The next set of Sacraments that we will examine today are the sacraments of healing; which are the Sacrament of Reconciliation (Penance) and the Sacrament of Anointing of the Sick.  The Scriptures teach us that Jesus forgave sins and restored the health of those he encountered during his ministry.  On the way to Jairus’s daughter (see Mark 5:21-43), Jesus healed the woman with the issue of blood and commended her faith.  He did not forget about Jairus’s daughter; Jesus went on to raise her from the dead.  Many times in the Scriptures we see Jesus healing those he encounters who are sick.  He commanded His apostles to heal the sick (see Matthew 10:8).

Although with Baptism, we are a new creation in Christ, we still fall short of the glory of God and sin.  Because Jesus loves us so much, he gave us a way to continually be renewed and return to Him—The Sacrament of Reconciliation. (See CCC, 1426 and 1441)

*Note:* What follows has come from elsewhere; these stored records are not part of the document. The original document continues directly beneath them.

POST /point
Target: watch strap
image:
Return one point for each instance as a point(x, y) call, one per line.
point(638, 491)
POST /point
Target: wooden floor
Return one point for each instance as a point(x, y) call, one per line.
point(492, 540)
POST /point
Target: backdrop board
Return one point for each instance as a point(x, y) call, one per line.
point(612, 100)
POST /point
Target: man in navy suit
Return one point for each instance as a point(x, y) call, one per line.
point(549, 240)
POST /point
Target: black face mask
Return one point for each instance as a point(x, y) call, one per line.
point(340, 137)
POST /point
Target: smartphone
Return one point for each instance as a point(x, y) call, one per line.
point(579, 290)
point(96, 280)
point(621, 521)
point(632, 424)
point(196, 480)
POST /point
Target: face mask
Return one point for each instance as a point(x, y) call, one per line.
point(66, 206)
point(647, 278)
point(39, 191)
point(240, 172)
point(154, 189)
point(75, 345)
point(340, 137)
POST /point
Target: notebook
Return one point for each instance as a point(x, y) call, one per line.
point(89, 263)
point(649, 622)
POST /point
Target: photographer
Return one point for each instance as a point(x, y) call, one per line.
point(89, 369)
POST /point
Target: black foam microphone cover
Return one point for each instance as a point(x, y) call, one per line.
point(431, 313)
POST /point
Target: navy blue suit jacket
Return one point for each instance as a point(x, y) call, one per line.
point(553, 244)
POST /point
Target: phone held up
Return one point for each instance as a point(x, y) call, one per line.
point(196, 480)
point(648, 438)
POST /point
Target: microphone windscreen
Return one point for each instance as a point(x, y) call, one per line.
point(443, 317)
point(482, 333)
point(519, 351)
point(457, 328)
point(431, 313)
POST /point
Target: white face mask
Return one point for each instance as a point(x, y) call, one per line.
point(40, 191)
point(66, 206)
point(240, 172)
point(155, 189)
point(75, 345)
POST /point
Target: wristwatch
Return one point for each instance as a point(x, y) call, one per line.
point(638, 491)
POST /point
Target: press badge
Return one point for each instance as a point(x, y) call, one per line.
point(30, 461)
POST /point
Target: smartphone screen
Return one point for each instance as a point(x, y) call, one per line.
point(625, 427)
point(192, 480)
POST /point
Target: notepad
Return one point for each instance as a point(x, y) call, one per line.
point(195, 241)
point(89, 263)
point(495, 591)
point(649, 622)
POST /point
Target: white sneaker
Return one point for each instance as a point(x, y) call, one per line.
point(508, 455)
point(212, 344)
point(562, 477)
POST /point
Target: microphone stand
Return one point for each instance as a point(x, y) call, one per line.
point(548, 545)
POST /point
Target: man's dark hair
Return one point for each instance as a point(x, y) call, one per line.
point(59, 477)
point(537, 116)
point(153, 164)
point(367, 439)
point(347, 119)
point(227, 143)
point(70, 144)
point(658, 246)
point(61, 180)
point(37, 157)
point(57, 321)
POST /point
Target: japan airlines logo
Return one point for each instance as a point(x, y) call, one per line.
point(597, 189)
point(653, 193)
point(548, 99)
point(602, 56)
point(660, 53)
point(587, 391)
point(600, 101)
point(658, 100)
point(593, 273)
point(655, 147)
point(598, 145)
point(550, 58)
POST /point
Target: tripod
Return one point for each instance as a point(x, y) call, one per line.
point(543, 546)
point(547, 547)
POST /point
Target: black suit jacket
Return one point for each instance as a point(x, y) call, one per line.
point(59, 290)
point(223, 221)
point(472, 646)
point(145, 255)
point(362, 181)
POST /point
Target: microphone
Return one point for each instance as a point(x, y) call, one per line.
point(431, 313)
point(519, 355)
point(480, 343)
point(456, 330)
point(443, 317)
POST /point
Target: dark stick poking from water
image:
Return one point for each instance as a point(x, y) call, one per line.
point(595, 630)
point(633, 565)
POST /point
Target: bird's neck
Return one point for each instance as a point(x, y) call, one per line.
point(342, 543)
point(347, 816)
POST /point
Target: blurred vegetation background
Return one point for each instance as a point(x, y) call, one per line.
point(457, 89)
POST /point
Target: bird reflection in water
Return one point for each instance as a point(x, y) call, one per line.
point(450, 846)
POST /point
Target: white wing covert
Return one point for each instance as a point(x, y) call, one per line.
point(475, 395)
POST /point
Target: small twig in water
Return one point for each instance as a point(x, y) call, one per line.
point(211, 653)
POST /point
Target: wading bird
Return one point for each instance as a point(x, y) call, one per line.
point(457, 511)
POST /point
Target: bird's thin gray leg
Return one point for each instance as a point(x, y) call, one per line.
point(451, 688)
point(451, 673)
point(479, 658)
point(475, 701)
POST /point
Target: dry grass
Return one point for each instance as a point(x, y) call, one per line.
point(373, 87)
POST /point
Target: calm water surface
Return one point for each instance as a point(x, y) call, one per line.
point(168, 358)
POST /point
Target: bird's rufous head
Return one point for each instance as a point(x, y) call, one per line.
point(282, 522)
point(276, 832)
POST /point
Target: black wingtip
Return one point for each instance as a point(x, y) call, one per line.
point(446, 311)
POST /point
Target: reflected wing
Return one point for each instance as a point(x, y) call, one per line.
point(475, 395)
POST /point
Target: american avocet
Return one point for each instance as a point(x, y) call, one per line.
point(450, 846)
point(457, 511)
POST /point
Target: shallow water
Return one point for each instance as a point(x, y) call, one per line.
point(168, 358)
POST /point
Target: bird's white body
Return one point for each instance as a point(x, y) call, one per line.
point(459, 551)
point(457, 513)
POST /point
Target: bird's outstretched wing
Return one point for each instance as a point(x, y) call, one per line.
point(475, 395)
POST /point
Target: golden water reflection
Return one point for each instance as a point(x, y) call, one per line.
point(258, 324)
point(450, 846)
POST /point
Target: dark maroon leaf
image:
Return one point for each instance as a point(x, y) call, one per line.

The Sacrament of Reconciliation (Penance) has many spiritual effects on the participant:

– reconciliation with God by which the penitent recovers grace;
            – reconciliation with the Church;
            – remission of the eternal punishment incurred by mortal sins;
            – remission, at least in part, of temporal punishments resulting from sin;
            – peace and serenity of conscience, and spiritual consolation;
            – an increase of spiritual strength for the Christian battle.
            (CCC, 1496)

The Sacrament of the Anointing of the Sick is a repeatable sacrament. During this sacrament, the sick person is anointed with oil and prayed over for healing. This sacrament is alluded to by Mark 6:13 and expanded on in James 5:14-15.  The special grace of the Sacrament of the Anointing of the Sick grants us:

            – the uniting of the sick person to the passion of Christ, for his own good and that of the whole Church;
            – the strengthening, peace, and courage to endure in a Christian manner the sufferings of illness or old age;
            – the forgiveness of sins, if the sick person was not able to obtain it through the sacrament of Penance;
            – the restoration of health, if it is conducive to the salvation of his soul;
            – the preparation for passing over to eternal life.
            (CCC, 1532)

Part of our healthy Christian journey is to recognize the pain and separation that sin and illness can have on our lives and partake of the Sacraments of Healing in order to be restored to fullness of health and communion with the Body of Christ.